Continuons, le long-métrage cherche-t-il à expérimenter ? Plutôt non. Certes, la narration est déconstruite, un des principaux éléments faisant naître ce sentiment de nostalgie d’ailleurs, mais globalement non. C’est un film de personnages, qui s’attarde sur le « quoi montrer » plutôt que sur le « comment montrer ».
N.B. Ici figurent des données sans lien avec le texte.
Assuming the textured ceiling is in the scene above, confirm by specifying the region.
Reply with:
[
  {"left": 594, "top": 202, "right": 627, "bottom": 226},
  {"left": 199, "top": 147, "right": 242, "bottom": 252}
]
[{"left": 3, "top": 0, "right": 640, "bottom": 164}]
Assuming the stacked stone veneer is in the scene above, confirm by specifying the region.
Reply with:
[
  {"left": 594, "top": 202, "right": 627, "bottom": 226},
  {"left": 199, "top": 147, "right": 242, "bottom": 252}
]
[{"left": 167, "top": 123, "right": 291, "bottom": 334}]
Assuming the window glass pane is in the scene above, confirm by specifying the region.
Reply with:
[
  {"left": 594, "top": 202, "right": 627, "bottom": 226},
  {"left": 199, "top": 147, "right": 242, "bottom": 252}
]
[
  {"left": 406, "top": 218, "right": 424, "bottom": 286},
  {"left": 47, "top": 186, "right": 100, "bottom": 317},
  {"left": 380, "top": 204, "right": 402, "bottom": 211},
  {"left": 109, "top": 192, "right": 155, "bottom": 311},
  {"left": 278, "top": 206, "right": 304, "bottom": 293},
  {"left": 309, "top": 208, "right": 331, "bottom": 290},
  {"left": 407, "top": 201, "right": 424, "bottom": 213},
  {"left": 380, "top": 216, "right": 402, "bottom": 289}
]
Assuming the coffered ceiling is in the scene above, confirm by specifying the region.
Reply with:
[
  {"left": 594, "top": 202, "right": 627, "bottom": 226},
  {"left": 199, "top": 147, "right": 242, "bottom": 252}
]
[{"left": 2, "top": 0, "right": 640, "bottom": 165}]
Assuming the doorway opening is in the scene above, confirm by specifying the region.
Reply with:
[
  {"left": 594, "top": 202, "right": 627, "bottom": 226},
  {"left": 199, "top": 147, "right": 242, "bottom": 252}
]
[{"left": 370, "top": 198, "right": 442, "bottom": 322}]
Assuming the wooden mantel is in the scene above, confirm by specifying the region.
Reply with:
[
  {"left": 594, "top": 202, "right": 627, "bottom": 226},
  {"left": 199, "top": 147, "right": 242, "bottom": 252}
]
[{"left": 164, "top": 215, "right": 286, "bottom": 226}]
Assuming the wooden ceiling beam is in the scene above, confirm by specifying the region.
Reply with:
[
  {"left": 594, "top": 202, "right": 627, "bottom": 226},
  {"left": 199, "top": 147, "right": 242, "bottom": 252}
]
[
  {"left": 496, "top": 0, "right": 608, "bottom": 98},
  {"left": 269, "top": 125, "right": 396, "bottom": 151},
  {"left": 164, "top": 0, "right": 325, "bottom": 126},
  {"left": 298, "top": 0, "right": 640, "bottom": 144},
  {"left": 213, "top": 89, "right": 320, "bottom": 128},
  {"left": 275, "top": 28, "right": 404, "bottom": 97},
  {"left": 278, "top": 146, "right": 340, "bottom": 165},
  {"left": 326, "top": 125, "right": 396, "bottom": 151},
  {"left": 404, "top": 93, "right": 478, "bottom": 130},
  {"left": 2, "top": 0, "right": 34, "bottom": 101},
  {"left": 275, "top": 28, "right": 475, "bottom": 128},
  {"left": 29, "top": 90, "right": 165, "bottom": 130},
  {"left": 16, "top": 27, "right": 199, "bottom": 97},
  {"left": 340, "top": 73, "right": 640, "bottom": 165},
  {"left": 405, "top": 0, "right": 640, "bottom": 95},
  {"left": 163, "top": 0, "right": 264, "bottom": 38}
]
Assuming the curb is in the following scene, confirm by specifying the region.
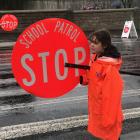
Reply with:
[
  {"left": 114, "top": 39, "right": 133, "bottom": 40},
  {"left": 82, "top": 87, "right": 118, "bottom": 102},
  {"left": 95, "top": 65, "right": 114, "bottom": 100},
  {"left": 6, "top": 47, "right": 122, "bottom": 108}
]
[{"left": 0, "top": 108, "right": 140, "bottom": 140}]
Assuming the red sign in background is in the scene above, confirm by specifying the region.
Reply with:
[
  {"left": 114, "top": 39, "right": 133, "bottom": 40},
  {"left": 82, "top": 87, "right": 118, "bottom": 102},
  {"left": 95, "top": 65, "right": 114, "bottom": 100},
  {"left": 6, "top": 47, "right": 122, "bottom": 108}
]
[
  {"left": 0, "top": 14, "right": 18, "bottom": 31},
  {"left": 12, "top": 18, "right": 90, "bottom": 98},
  {"left": 124, "top": 26, "right": 129, "bottom": 33}
]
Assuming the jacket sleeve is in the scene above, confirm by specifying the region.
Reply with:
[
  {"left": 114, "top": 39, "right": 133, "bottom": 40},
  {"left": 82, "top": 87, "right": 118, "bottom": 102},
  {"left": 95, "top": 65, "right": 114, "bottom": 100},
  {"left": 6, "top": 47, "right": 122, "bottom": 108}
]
[
  {"left": 80, "top": 70, "right": 89, "bottom": 85},
  {"left": 102, "top": 66, "right": 123, "bottom": 127}
]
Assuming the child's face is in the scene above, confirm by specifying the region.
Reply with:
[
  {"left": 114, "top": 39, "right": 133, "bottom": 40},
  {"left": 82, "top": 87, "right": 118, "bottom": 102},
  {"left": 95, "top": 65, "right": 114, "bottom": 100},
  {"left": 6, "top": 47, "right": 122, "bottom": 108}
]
[{"left": 89, "top": 36, "right": 104, "bottom": 55}]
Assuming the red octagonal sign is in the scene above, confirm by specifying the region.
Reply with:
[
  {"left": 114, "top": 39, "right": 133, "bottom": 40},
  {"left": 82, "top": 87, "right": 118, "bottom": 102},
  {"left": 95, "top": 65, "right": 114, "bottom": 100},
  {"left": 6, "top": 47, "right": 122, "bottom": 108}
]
[{"left": 12, "top": 18, "right": 89, "bottom": 98}]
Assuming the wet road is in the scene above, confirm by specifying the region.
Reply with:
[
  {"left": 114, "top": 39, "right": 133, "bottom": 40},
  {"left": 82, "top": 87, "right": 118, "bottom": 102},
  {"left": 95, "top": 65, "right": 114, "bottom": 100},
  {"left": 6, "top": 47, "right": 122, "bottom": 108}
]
[
  {"left": 0, "top": 75, "right": 140, "bottom": 126},
  {"left": 0, "top": 38, "right": 140, "bottom": 140}
]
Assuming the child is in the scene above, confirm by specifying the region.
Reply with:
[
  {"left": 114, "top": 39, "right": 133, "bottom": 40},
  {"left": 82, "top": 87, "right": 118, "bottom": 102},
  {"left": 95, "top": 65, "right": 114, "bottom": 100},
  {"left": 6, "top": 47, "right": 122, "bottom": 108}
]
[{"left": 80, "top": 30, "right": 124, "bottom": 140}]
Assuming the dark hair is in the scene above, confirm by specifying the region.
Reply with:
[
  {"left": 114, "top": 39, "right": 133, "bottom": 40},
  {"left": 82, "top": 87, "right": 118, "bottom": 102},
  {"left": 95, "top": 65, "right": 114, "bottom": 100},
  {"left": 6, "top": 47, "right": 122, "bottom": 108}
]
[{"left": 88, "top": 29, "right": 121, "bottom": 58}]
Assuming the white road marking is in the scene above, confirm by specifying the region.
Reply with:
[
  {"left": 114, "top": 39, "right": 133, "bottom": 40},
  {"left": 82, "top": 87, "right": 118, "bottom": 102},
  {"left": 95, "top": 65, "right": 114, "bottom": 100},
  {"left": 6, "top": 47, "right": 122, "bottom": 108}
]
[{"left": 0, "top": 89, "right": 140, "bottom": 113}]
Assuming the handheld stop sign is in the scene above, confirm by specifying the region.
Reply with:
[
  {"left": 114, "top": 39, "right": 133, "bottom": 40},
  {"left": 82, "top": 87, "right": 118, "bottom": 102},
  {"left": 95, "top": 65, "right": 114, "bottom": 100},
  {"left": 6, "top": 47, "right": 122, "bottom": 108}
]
[{"left": 12, "top": 18, "right": 90, "bottom": 98}]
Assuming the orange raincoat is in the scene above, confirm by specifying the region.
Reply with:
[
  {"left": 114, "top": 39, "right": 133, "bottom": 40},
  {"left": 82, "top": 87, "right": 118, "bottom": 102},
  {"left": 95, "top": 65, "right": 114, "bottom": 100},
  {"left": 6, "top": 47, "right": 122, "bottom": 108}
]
[{"left": 83, "top": 54, "right": 124, "bottom": 140}]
Enfin, est-ce que le long-métrage apporte un message ? Alors là, c’est un grand oui. Parce que montrer l’homosexualité et la difficulté sociale qu’elle génère relève souvent du poncif. Julian aborde cette question de manière originale, non pas à l’échelle locale, mais globale, avec ce nombre : 22. À l’époque où Fleur Pieters vit cette histoire, seulement 22 des 196 pays reconnus par l’ONU permettent aux couples de même sexe de s’unir légalement, soit tout juste supérieur à un pays sur dix. Et plus on répète ce nombre, 22, plus on se sent chanceux.se de vivre dans un de ces pays, plus on se dit que 1/10 c’est vraiment pas beaucoup, qu’à peine 10% c’est vraiment la honte. Aujourd’hui l’ONU reconnait 197 pays, parmi lesquels, non plus 22, mais, 39 autorisent le mariage gay. C’est toujours pas assez, mais c’est deux pays sur dix, soit deux fois plus que lorsque Julian tombe malade.
Ne serait-ce que pour ce dernier point, Julian est un film nécessaire. On peut regretter que le long-métrage ne s’attarde pas plus profondément sur les questions de couple, de maladie ou de deuil. On peut regretter qu’on ne nous en raconte pas plus, donnant au film un aspect monotone, répétitif et attendu. Mais on ne peut pas regretter que ce qui prédomine à la fin de la séance ce soit : 22 (et même 39 aujourd’hui) c’est pas assez, c’est pas normal, le combat est loin d’être fini, faut rien lâcher.